Then I played with my recently acquired British L66A1 for awhile, tweaking the magazine feed lips slightly to get reliable feeding, and testing it for accuracy and reliability with SK Std Plus, Aquila Pistol Match and some bulk Winchester ammo.
The plate was shot at 25 yards with a 6 0'clock hold, so the pistol is shooting about an inch and a half high at that distance and this particular 10 shot group is typical, measuring 2.1" center to center.
I picked this up at a gun show last weekend from a dealer who had mis-identified it. The Brits ordered 3,200 Walther PPs in the standard blued configuration as off duty personal defense weapons for the Ulster Defense Regiment in the early 1970s. They were delivered without the normal civilian proof marks and were instead delivered with a pair of eagle over 129 proof makes indicating the military proof house at Koblenz.
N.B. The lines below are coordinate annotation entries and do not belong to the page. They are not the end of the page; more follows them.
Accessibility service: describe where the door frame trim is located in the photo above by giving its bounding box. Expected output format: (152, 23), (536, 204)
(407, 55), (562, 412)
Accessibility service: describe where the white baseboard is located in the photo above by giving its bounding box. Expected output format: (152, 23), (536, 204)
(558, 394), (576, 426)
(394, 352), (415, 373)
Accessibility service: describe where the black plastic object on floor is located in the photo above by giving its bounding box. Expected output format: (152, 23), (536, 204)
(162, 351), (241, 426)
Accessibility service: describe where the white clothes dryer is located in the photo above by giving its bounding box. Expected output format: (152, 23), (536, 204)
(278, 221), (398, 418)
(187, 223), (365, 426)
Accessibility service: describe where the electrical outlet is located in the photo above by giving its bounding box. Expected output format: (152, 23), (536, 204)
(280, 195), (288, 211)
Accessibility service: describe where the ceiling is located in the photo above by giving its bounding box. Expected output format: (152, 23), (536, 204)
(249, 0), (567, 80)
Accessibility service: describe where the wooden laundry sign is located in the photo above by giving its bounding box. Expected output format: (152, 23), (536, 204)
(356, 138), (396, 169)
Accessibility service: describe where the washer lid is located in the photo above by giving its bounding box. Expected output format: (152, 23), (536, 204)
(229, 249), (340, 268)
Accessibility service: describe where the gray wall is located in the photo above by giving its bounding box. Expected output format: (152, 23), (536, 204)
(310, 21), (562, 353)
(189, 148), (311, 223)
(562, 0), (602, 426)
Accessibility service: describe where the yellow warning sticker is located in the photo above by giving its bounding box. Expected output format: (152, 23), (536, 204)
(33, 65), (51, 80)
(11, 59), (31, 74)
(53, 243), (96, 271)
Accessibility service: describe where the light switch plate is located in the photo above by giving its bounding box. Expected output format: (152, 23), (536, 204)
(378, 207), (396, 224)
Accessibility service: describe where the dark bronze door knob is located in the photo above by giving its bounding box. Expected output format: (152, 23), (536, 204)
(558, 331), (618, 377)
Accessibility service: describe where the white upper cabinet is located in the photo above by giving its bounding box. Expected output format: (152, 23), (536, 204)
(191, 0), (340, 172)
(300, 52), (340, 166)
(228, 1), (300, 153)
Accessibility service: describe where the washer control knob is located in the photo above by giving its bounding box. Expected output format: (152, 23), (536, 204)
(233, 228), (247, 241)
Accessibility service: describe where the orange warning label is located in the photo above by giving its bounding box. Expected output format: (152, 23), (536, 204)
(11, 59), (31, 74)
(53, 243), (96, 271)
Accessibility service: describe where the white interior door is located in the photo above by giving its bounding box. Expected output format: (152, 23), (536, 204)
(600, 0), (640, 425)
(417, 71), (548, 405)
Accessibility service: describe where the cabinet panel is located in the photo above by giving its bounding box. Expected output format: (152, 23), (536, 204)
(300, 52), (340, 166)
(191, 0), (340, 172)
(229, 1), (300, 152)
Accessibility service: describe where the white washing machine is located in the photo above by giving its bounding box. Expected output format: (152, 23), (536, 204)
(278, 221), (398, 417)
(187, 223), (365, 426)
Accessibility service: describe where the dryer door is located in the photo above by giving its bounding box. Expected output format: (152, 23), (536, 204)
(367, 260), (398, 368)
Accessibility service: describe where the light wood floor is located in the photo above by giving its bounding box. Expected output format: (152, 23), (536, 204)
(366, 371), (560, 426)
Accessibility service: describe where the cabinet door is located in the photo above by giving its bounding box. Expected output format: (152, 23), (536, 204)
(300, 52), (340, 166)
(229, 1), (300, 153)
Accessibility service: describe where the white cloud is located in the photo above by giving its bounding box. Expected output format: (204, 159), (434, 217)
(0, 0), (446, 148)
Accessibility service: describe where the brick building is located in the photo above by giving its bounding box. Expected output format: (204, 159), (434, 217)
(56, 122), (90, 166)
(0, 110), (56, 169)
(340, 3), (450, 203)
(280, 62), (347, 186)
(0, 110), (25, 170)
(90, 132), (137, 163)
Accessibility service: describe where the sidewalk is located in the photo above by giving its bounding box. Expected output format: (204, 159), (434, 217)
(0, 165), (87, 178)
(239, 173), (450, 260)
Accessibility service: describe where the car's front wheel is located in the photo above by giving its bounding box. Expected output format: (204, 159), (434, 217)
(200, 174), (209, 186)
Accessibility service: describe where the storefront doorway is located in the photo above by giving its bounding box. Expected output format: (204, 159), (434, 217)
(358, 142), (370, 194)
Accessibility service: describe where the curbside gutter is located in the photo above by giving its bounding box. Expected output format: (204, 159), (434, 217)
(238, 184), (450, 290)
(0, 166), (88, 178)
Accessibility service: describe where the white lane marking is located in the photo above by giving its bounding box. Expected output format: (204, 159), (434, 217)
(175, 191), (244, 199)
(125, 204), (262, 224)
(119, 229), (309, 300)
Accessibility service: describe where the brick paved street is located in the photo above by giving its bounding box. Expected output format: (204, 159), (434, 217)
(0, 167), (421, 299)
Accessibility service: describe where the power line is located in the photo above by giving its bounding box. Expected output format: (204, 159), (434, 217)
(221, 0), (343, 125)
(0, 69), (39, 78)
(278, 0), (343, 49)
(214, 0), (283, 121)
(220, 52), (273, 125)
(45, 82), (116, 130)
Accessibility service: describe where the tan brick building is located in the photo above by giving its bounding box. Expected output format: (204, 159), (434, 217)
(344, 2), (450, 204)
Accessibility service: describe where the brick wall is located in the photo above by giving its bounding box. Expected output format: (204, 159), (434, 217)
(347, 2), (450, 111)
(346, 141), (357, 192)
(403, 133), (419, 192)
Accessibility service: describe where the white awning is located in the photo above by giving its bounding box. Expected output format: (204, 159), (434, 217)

They also lacked British military proof marks. That, along with the standard civilian finish and chambered in .22 LR, a very non-military caliber, probably gave them a good deal of plausible deniability if one was found in the possession of off duty or under cover personnel. A few folks have suggested that they were issued through the UDR to loyalist groups who used them as assassination weapons in Northern Ireland. In any event, the standard British military finish would have stood out, and made there origins obvious, where the blued finish made them look like most other Walther PP .22 LR pistols.
When the L66A1s were turned back in they were sent through a Factory Through Repair (FTR) where they were arsenal rebuilt, parked, painted with Suncorite (the black laquer you see on SMLEs, etc) and then re-issued to other units for various other purposes before eventually being retired and surplussed in the 1980s. Interarms imported 1500 of them to the US, and this is one of them.
It has a "P" stamp on the slide, indicating a new firing pin was installed during an FTR, which would have included the park and Suncorite refinish, and not surprisingly there is still park on the inner surfaces and some Suncorite remaining inside the trigger guard. Obviously, someone at some point removed the Suncorite and took most of the park with it.
The metal has been etched in the parkerizing process and polishing it back to the original blue would probably leave the roll marks a bit shallow. However the internal condition is excellent, with a perfect bore, internal parts that show no significant wear, excellent reliability (once the feed lips were tweaked), and superb accuracy for a pocket pistol. Consequently I'm going to Cerocote it in Graphite Black to replicate the Suncorite finish, without all of the carcinogenic issues involved with Suncorite itself, and more or less restore it to it's post FTR condition.
In a week or two I'll post some new pictures of the refinished pistol.